Boating should be fun, but can prove very expensive if you’re not properly protected. Insurance can be a bit of a grey area, with a lot of boat owners not knowing their options, the level of cover they need, or what cover is a legal requirement. To help guide you, here are some important things to think about when you come to insure your boat.
It’s definitely worth checking the insurance legislation for your boat because you could be prosecuted if you don’t have the right type of insurance. The Government have published some useful information for boat owners here. Take a look so you don’t get caught out.
If you own an Inland Craft and you’ll be using it on inland waterways, such as rivers or canals then you’ll need to get a Boat Safety Scheme (BSS) Certificate for your boat. This examination is a legal requirement for any boat using inland waterways and is in place to minimise the risk of boat fires, explosions, or pollution that could harm the inland waterways. In order to pass the examination you must provide proof of insurance. It’s worth having a look at the BSS site for more details.

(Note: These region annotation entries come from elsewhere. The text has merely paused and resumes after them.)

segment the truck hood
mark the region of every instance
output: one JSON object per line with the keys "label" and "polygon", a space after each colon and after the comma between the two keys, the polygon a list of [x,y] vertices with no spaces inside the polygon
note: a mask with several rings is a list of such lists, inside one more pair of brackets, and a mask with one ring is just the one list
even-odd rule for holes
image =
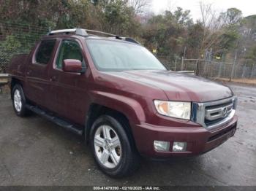
{"label": "truck hood", "polygon": [[[233,96],[228,87],[191,74],[170,71],[142,70],[109,73],[135,82],[159,88],[169,100],[173,101],[205,102]],[[141,91],[143,91],[143,89]]]}

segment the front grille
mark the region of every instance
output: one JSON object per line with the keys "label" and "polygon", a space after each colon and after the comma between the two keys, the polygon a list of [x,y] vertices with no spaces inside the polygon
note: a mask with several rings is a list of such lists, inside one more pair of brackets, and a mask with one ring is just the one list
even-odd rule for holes
{"label": "front grille", "polygon": [[205,123],[207,126],[218,122],[231,113],[233,103],[229,101],[218,105],[206,106]]}
{"label": "front grille", "polygon": [[214,101],[193,103],[192,120],[206,128],[228,122],[234,116],[236,97]]}

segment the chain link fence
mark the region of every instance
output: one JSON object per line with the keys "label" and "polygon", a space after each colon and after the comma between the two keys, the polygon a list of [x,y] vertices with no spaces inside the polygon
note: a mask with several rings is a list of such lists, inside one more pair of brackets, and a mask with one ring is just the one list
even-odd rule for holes
{"label": "chain link fence", "polygon": [[195,74],[209,78],[256,79],[256,61],[241,59],[236,62],[183,59],[158,56],[167,69],[172,71],[193,71]]}
{"label": "chain link fence", "polygon": [[0,20],[0,74],[7,72],[14,55],[29,53],[48,31],[46,27]]}

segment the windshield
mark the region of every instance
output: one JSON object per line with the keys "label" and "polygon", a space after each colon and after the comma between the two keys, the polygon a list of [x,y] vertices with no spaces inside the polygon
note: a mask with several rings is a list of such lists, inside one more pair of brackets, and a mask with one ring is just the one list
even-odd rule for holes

The Canal and River Trust Association recommend that you have third party insurance cover for at least £2m. As the boat owner, this will safeguard you from claims made against you in the event that your boat is involved in an accident. Take a look at their advice on third party insurance here.
If your boat was to sink whilst it is moored then it is your responsibility to arrange its recovery. The costs of a salvage operation as well as other potential implications, such as spilled fuel can be extremely costly. Insurance will cover you for the cost of the salvage operation as well as to repair or replace your boat and the damage caused to other boats or property in the process.
When you are sailing a UK registered boat from the UK to any other country, you will require papers both for the boat and for the crew on board. Many European countries will ask for evidence of your boat's insurance cover so it is wise to check the requirements of the country you are sailing to before you travel. Some countries specify minimum levels of cover and others require a translation. It is also important to check the territorial limits of your cover before undertaking any trip, as you may need to extend the cruising limits.
If you are going to purchase your new boat through a finance scheme then you will be asked for proof of insurance as part of the agreement. For this reason we recommend that you should start looking for boat insurance as soon as you have a financial interest in a boat. To help you plan ahead you can choose to start your policy with us 30 days from the day you actually take out the policy.
If you need to tow your boat then you should check your motor insurance policy, as your boat won’t be covered in transit if you haven’t specifically added this to your policy. Add our transit cover to your policy if you need this.
For a lot of owners, boats can be a place to escape for days at a time, which means you’ll keep some personal possessions on board. If that’s the case and you want to protect your possessions against theft or damage then you can add them to your policy as an optional extra.
You’ve probably been so focused on protecting your boat that you might not have considered the risks to you as well. Serious accidents can happen and if that’s the case then a personal accident payment can help ease what will already be a difficult time.